By Andrew Chung
WASHINGTON (Reuters) – The U.S. Supreme Court on Thursday blocked an Environmental Protection Agency regulation aimed at reducing ozone emissions that may worsen air pollution in neighboring states, handing a victory to three Republican-led states and the steel and fossil-fuel industries that had challenged the rule.
The 5-4 decision granted requests by Ohio, Indiana and West Virginia, as well as U.S. Steel Corp, pipeline operator Kinder Morgan and industry groups, to halt enforcement of the EPA’s “Good Neighbor” plan restricting ozone pollution from upwind states, while they contest the rule’s legality in a lower court.
The EPA issued the rule in March 2023 intending to target gases that form ozone, a key component of smog, from power plants and other industrial sources in 23 upwind states whose own plans did not satisfy the “Good Neighbor” provision of the Clean Air Act anti-pollution law, requiring steps to reduce pollution that drifts into states downwind.
The agency said the rule would result in cleaner air for millions of people, saving thousands of lives.
The challenge followed a major 2022 ruling powered by the Supreme Court’s conservative majority imposing limits on the EPA’s authority under the Clean Air Act to reduce coal- and gas-fired power plant carbon emissions, undermining President Joe Biden’s plans to tackle climate change. The court last year also hobbled the EPA’s power to protect wetlands and fight water pollution.
The challenge to the “Good Neighbor” rule was brought by Ohio, Indiana and West Virginia – all targeted by the rule – as well as pipeline operators, U.S. Steel, regional electricity generators and energy trade associations.
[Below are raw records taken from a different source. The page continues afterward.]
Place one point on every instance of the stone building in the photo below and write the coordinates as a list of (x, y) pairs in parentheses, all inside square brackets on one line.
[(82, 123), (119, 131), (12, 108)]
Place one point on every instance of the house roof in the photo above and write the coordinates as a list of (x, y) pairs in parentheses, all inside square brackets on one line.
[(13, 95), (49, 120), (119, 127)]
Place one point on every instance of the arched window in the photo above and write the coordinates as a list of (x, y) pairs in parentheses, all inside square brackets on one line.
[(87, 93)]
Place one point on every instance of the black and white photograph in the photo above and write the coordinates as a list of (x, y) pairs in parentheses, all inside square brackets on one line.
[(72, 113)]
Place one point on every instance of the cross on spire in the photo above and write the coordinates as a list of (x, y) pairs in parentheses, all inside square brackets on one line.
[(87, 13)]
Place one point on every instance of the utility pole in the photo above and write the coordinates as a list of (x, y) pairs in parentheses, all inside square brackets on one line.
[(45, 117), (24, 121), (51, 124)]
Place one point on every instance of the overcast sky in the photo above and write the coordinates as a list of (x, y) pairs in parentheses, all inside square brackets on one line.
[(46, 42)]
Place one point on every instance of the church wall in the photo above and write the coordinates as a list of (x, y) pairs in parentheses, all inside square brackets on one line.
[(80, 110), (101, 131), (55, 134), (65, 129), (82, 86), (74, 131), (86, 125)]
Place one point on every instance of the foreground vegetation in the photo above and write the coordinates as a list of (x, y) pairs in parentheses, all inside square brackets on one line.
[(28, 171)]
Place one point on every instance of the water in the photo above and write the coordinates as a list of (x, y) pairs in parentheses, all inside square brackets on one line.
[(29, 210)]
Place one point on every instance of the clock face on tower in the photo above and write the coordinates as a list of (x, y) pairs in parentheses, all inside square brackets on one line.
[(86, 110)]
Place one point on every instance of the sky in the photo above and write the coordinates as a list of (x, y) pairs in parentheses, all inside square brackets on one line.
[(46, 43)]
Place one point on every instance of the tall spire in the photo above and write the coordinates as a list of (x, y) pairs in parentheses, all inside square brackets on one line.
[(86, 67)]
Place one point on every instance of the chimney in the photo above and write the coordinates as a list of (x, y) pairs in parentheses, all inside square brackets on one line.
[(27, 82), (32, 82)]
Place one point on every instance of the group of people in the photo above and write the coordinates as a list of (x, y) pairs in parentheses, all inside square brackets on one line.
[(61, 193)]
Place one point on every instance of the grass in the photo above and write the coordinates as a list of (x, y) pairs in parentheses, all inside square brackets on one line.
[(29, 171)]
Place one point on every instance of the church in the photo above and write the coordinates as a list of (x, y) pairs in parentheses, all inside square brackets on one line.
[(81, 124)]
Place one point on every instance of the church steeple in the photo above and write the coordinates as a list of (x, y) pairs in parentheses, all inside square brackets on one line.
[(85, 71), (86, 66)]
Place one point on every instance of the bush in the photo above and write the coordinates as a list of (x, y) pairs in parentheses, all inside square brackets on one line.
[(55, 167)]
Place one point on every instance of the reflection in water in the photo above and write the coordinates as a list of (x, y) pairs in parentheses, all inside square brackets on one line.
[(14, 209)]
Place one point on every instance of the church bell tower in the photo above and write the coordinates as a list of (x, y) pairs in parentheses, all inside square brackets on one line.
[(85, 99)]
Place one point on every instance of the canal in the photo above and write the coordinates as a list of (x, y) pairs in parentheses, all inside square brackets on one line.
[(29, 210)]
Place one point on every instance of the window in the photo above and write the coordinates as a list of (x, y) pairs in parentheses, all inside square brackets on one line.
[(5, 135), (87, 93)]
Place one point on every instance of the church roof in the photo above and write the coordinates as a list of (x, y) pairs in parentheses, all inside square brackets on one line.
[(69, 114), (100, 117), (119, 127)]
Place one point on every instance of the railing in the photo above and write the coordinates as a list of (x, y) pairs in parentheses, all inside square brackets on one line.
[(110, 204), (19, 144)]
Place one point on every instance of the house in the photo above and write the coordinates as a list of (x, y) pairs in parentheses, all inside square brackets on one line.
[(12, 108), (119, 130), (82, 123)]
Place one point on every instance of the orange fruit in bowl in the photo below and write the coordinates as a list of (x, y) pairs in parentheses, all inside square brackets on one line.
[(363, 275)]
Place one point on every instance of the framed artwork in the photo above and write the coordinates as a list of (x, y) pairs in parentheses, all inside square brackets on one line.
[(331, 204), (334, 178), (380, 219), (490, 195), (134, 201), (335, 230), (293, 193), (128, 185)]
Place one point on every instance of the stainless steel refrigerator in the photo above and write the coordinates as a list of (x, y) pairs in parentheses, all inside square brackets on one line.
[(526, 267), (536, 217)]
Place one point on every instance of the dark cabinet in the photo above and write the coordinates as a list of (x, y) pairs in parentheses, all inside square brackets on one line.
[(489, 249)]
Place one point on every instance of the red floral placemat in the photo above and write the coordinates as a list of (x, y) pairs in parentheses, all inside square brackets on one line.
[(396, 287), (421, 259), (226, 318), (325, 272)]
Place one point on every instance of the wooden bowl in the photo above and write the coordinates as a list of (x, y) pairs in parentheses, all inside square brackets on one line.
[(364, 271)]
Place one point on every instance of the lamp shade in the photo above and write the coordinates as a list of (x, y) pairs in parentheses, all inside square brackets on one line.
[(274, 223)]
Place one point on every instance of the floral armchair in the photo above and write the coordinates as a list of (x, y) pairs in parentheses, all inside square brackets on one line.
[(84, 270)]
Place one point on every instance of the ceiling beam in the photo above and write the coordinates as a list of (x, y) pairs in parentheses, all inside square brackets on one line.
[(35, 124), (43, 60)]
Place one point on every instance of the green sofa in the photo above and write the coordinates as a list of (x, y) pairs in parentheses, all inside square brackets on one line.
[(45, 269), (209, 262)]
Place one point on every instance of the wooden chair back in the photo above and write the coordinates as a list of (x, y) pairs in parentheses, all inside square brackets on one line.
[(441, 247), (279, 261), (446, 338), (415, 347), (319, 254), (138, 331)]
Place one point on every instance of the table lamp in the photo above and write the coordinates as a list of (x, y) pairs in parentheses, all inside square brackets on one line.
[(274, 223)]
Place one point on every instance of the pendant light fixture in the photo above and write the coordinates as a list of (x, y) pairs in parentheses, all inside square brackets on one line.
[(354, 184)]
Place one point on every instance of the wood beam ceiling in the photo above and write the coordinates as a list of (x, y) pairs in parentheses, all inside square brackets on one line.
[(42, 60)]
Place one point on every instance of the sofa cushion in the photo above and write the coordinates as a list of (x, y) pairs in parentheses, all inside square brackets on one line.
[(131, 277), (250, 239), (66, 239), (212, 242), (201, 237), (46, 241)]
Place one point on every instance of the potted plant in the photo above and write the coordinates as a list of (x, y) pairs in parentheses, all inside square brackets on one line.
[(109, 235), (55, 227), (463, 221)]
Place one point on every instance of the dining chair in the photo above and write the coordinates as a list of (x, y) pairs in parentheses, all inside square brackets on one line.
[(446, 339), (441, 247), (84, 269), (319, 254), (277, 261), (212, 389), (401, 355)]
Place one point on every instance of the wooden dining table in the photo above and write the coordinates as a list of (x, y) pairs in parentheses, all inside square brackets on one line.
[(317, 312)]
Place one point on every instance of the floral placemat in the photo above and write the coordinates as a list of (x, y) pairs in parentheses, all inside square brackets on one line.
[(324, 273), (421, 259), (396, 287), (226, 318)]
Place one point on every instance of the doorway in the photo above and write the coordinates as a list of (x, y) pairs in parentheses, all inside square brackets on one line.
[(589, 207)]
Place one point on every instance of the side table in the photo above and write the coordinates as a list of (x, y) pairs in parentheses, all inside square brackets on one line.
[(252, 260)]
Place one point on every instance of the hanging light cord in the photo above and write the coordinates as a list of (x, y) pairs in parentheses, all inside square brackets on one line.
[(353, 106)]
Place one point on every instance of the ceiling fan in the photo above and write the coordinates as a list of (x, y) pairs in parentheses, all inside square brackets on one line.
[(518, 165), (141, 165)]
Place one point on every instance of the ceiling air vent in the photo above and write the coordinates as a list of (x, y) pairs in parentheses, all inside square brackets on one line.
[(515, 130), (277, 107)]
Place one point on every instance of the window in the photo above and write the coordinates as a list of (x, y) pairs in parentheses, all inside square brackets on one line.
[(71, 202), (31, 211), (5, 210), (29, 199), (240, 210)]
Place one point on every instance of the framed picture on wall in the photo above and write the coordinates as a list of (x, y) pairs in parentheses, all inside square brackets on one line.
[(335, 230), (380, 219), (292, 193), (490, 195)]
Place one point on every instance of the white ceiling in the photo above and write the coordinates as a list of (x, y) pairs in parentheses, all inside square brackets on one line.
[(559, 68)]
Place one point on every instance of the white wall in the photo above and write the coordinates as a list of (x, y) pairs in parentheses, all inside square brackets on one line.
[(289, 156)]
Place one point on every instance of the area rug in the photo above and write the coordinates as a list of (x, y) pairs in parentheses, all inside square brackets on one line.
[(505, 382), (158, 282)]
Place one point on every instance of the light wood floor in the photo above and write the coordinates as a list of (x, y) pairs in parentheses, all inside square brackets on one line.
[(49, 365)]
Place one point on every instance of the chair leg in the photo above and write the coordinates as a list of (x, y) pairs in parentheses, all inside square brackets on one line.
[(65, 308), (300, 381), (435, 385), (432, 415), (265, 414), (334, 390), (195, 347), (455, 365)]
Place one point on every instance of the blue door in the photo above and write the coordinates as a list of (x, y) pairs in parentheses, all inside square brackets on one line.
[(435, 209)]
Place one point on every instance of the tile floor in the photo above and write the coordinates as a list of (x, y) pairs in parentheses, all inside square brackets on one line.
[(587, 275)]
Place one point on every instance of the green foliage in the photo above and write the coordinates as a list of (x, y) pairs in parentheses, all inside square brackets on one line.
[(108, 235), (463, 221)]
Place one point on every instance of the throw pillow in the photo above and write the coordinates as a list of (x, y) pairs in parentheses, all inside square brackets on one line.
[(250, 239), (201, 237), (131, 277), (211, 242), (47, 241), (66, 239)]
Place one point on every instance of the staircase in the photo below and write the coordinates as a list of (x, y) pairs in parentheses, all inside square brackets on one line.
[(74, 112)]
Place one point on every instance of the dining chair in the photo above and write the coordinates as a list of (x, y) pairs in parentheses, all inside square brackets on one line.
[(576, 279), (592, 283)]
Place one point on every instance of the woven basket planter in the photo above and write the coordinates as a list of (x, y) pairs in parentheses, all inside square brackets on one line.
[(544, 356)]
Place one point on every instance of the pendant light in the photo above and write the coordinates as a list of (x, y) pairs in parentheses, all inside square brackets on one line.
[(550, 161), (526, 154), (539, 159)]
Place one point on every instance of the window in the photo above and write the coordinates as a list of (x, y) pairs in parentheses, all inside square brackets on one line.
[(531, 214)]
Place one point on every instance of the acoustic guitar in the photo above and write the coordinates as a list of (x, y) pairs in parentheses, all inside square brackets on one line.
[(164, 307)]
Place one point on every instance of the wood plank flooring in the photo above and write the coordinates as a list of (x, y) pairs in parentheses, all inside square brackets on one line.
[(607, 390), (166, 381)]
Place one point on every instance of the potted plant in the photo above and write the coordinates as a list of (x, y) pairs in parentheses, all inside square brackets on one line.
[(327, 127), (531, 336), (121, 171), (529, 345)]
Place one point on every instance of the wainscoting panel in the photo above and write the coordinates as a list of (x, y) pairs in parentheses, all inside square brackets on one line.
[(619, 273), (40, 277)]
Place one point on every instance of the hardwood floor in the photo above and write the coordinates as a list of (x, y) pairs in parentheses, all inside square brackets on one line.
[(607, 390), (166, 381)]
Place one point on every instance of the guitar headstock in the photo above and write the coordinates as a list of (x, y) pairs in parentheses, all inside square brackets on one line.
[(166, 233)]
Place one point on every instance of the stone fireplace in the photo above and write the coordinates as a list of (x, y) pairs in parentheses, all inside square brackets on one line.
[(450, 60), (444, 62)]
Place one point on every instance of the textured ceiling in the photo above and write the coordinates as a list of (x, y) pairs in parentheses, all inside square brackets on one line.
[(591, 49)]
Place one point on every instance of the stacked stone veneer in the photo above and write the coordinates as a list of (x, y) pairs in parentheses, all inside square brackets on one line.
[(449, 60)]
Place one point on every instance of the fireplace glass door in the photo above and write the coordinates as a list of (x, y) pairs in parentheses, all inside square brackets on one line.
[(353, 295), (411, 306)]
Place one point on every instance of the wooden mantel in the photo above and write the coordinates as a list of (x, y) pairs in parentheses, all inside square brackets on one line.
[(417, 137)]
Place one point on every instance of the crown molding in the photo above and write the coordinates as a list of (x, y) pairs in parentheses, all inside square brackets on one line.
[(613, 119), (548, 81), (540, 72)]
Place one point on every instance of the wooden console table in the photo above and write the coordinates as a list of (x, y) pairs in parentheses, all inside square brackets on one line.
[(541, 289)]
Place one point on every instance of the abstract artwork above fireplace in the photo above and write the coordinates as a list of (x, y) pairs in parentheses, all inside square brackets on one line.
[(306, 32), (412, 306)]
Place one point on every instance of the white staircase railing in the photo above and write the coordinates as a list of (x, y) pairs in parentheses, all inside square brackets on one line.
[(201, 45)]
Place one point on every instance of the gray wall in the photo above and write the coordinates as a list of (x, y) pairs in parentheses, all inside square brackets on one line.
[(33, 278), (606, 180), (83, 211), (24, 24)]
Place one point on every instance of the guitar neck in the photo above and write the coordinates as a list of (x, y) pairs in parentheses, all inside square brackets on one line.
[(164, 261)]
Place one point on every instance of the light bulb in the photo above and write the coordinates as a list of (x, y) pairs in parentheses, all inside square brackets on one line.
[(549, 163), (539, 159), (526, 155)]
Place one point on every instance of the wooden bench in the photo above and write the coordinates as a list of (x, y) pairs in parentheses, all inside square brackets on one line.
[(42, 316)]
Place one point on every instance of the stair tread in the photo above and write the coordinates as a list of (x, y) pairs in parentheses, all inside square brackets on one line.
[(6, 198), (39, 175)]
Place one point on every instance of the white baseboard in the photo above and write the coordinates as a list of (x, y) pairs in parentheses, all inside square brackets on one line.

In their suit in the U.S. Court of Appeals for the District of Columbia Circuit, they argued that the EPA violated a federal law aimed at ensuring agency actions are reasonable.
The D.C. Circuit refused to block the rule pending its review, prompting the challengers to ask the Supreme Court, which has a 6-3 conservative majority, to intervene.
Opponents have said the rule would impose unreasonable costs and destabilize power grids. The Justice Department, defending the EPA, urged the Supreme Court to consider the serious harms to public health that would result from blocking it.
The rule implemented a federal program that applied to 23 states, but separate challenges in lower courts have already paused enforcement in 12 of them, including West Virginia.
During arguments in the case on Feb. 21, some of the conservative justices focused on the EPA’s lack of explanation for how the plan can work when it now regulates just 11 states instead of 23 as intended. Liberal justices expressed concern about whether the case warranted emergency intervention by the Supreme Court at this time.
Some of the industry requests of the Supreme Court were specific. Kinder Morgan asked the justices to block the regulation as it applies to natural gas pipeline engines. U.S. Steel sought to prevent its enforcement against iron and steel mill reheating furnaces and boilers.
On Jan. 16, the EPA issued a proposed rule to enforce the “Good Neighbor” plan in five more states: Arizona, Iowa, Kansas, New Mexico and Tennessee.
The Supreme Court is deciding multiple cases during its current term concerning challenges to the authority of various federal agencies. The justices on May 16 upheld the Consumer Financial Protection Bureau’s funding mechanism in a challenge brought by the payday loan industry.
The court is expected in the coming days to rule in other cases involving the Securities and Exchange Commission and the National Marine Fisheries Service.